Reduction comprehensions

MarkRotchell · June 26, 2024, 5:32pm

Guido has talked before about his dislike of the functional-programming map, filter and reduce, prefering comprehensions. So [f(x) for x in L] instead of map and [x for x in L if <condition>] instead of filter.

He also has expressed a general dislike for reduce as confusing, especially given the need for a lambda, and relegating it to functools for python 3, suggesting it is better to use a loop with an accumulator.

I think there is still a case for reduction, but agree that reduce is ugly and confusing as it stands. I’d like to suggest that just as map and filter are more naturally expressed pythonically using comprehensions, so could reduction, by introducing a reduction comprehension:

So, taking a trivial example, instead of

acc = 0
my_list = [2, 3, 4, 5]
for n in my_list:
    acc += n

or the confusing and ugly

acc = functools.reduce(lambda acc, n: acc+n, my_list)

we could have something that looks a lot more pythonic:

acc=(acc+n for acc, n reducing my_list)

with the choice of () over other brackets because we are returning a single item as if from a single call to a generator expression. Obviously the keyword reducing could be something else. The word from would be nice, but is already taken.

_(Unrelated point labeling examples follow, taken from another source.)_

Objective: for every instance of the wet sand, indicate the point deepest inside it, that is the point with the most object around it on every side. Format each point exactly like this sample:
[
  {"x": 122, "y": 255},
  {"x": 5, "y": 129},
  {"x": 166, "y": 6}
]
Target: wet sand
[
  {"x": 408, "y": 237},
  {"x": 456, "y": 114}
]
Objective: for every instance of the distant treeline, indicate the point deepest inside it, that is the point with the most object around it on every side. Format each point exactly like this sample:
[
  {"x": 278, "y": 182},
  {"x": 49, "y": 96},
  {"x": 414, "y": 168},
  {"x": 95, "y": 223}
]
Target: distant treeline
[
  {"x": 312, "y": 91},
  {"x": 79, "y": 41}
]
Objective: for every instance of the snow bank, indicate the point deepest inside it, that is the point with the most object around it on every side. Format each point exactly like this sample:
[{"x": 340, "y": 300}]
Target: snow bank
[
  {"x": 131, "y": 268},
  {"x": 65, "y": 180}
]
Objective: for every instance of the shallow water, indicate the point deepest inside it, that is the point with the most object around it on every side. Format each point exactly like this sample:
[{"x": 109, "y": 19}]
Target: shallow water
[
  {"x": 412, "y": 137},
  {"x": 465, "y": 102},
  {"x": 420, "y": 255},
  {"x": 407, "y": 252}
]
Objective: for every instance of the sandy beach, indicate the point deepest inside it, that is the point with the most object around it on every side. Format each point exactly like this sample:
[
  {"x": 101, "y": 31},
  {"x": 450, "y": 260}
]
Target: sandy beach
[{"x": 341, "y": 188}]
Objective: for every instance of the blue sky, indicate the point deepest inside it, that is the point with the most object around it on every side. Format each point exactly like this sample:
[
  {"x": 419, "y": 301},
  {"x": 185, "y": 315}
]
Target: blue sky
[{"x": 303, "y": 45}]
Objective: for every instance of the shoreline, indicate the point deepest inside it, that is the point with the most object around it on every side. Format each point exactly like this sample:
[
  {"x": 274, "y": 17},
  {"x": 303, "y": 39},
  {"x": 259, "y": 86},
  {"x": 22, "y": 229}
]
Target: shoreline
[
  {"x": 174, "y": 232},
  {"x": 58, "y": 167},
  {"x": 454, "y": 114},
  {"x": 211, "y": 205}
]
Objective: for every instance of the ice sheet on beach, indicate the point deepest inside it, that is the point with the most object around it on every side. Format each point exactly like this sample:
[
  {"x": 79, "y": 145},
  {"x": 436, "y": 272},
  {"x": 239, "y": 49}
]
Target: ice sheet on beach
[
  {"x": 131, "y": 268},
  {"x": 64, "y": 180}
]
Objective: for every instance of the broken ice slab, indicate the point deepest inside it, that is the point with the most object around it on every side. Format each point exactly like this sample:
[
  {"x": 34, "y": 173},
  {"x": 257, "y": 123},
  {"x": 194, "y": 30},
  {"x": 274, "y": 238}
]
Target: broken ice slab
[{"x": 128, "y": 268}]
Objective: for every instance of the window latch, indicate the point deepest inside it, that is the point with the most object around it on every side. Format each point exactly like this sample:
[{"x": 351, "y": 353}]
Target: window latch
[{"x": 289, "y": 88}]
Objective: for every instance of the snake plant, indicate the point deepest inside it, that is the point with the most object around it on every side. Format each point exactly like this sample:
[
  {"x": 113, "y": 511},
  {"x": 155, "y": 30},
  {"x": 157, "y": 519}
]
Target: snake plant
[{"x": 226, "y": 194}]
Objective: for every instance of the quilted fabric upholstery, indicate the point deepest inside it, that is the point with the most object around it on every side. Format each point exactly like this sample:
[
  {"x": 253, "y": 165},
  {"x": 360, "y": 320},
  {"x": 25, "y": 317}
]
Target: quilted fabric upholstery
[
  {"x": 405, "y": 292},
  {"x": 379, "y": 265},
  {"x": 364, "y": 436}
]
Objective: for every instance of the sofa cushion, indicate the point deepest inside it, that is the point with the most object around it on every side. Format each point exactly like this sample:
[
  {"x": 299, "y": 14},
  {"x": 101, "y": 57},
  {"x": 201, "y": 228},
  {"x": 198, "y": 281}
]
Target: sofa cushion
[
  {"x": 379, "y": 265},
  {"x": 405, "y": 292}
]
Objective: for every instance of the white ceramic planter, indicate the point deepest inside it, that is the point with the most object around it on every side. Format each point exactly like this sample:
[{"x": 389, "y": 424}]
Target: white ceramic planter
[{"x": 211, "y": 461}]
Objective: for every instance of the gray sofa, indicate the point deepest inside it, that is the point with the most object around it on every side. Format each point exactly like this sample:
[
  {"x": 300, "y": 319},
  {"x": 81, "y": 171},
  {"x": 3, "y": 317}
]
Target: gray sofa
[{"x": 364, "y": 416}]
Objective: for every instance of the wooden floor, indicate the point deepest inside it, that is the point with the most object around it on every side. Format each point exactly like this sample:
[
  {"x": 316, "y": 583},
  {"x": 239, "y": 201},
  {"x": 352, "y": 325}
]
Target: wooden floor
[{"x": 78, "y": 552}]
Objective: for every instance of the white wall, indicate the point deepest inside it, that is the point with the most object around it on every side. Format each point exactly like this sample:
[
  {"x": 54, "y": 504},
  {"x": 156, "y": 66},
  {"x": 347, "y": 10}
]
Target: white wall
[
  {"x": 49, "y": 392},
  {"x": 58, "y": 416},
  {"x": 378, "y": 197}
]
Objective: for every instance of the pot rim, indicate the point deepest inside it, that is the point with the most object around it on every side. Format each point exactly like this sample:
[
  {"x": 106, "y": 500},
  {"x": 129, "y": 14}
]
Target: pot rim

I think this especially improves things when there is no natural “null” initial state for an accumulator (i.e. as in 0 for addition or 1 multiplication), in which case you need to start with the first item. Take for example wanting to join a list of dataframes together. We might do one of the below:

dfs = [df1, df2, df3, df4]

# slicing to pick the 0th and remaining items
acc = dfs[0]
for df in dfs[1:]:
    acc = acc.merge(df)

# create an iterator and use next
dfs_iter = iter(dfs)
acc = next(dfs_iter)
for df in dfs_iter:
    acc = acc.merge(df)

# pop the first item if willing to mutate dfs
acc = dfs.pop(0)
for df in dfs:
    acc = acc.merge(df)

# use reduce
acc = functools.reduce(lambda acc, df: acc.merge(df), dfs)

Alternatively, we could have an elegant reduction comprehension

acc = (acc.merge(df) for acc, df reducing dfs)

I don’t think this is a particularly more difficult concept to get your head around as a learner than the other comprehensions.

franklinvp · June 26, 2024, 6:31pm

It doesn’t look like that syntax solves the objection

… almost every time I see a reduce() call with a non-trivial function argument, I need to grab pen and paper to diagram what’s actually being fed into that function before I understand what the reduce() is supposed to do. So in my mind, the applicability of reduce() is pretty much limited to associative operators, and in all other cases it’s better to write out the accumulation loop explicitly.

map and filter look good with comprehensions because they are “building a set”. So, a syntax similar to the set builder notation, that many are familiar with, is easy to guess what it means, even without knowledge of Python.

But reduce produces a value. I find reduce(...) easier to understand than something that begins looking like a set builder notation, until at some point, possibly far inside the line, there is a key word reducing telling what it really was.

Speculating …

Something that makes reduce(...) “need to grab pen and paper” is that is there are many choices of what the reduction could have been defined to be doing; from the left, from the right, other, which is the initial element.

If that is the reason, it doesn’t look like a nice compact syntax will solve any of that. That can only be solved (I think) by being explicit, like in a FOR loop.

MarkRotchell · June 26, 2024, 6:56pm

He’s refering there to non-trivial functions. I’d suggest that, idiomatically at least, comprehensions are designed for simple computuations on their argments. We wouldn’t use a list comprehension for something complicated either - we’d use a loop. Obviously you can use a non-trivial pre-defined function or method, but essentially it’s the body of a one-line for loop, it can’t be that complex to understand.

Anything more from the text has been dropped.